Extreme führen uns aus unserer „gewohnten Mitte“, bringen uns aber dann auch wieder in Bewegung, weil dann wirkliche, ganz reale Stressoren entstehen, die einfordern, eine gesunde Balance zu suchen und so mehr über uns selbst und die Welt an sich zu erfahren. Der Erfahrungsprozess beginnt, weil es sein muss! Der Stressor im Körper meldet Krankheitsfaktoren an, und wir können nicht so weiter tun wie bisher. Die Selbstorganisation des lebendigen Organismus zeigt an, dass wir „aus den Fugen geraten sind“.
Gesunde, robuste und sportliche Menschen suchen beispielsweise in den Extremsportarten die Verbindung zur Lebensessenz. Aus den Gefahren heil davongekommen zu sein bzw. den Moment im Extrem vollkommen konzentriert gelebt (weil dadurch überlebt) zu haben, bringt in der Entspannungsphase wieder die Balance zurück. Zu oft entstehen daraus auch reale Suchtmechanismen, und so weisen die gelebten Extreme nicht mehr vorwiegend auf die Würde der Lebensessenz hin, sondern festigen die Suchtverhaltensmuster. Man beginnt, sich in die Stress-Überlebensspirale hineinzuziehen, und diese Dynamik führt zu der Verwechslung, auf die ich bereits hingewiesen habe: Der Stress-Kick scheint Lebensintensität zu sein! So kann es dazu kommen, dass man zu einem Getriebenen wird und im Getriebensein gefangen die Freiheit und Befreiung sucht. Viel Befreiungsdruck kann daraus entstehen und auf die Dauer nicht mehr wahrhaftig zufriedenstellen.
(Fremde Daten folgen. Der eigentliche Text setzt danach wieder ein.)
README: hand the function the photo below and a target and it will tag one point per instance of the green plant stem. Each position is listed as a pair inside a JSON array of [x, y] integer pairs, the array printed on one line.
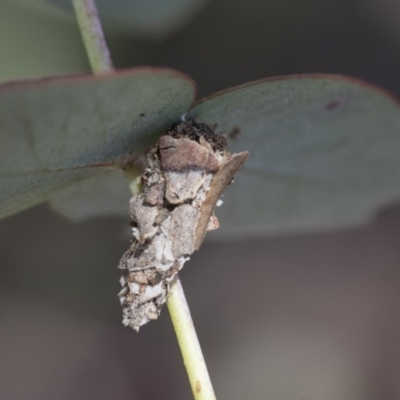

Der Weg zur Gesundheit (zurück) achtet die Mechanismen, die das gesunde Leben zusammensetzen und muss nicht neu erfunden werden. Da liegt sie nun wieder die Herausforderung: nicht aus allem eine Leistung machen zu müssen, auch nicht aus der Erhaltung der Gesundheit. (Dazu fiel oft auch der Begriff der Entschleunigung; doch selbst Entschleunigung kann aus einem Leistungsgedanken heraus gespeist sein …). Je gereinigter von den Stressoren, je näher an der bejahenden, lebensfreundlichen Lebensessenz, umso leichter geht es, dass die gesund erhaltenden Mechanismen und die Gesundheit natürlich und selbstverständlich einsetzen.
Die Gesundheit an sich ist leicht und nicht schwerfällig, sie ist geordnet in der Selbstorganisation einer Welt und Lebensessenz, die der Mensch mit seinen Herangehensweisen zu oft stört.
Wir dürfen die gesunde Lebensenergie, die so essenziell ist, kennen und mit ihr schwingen lernen.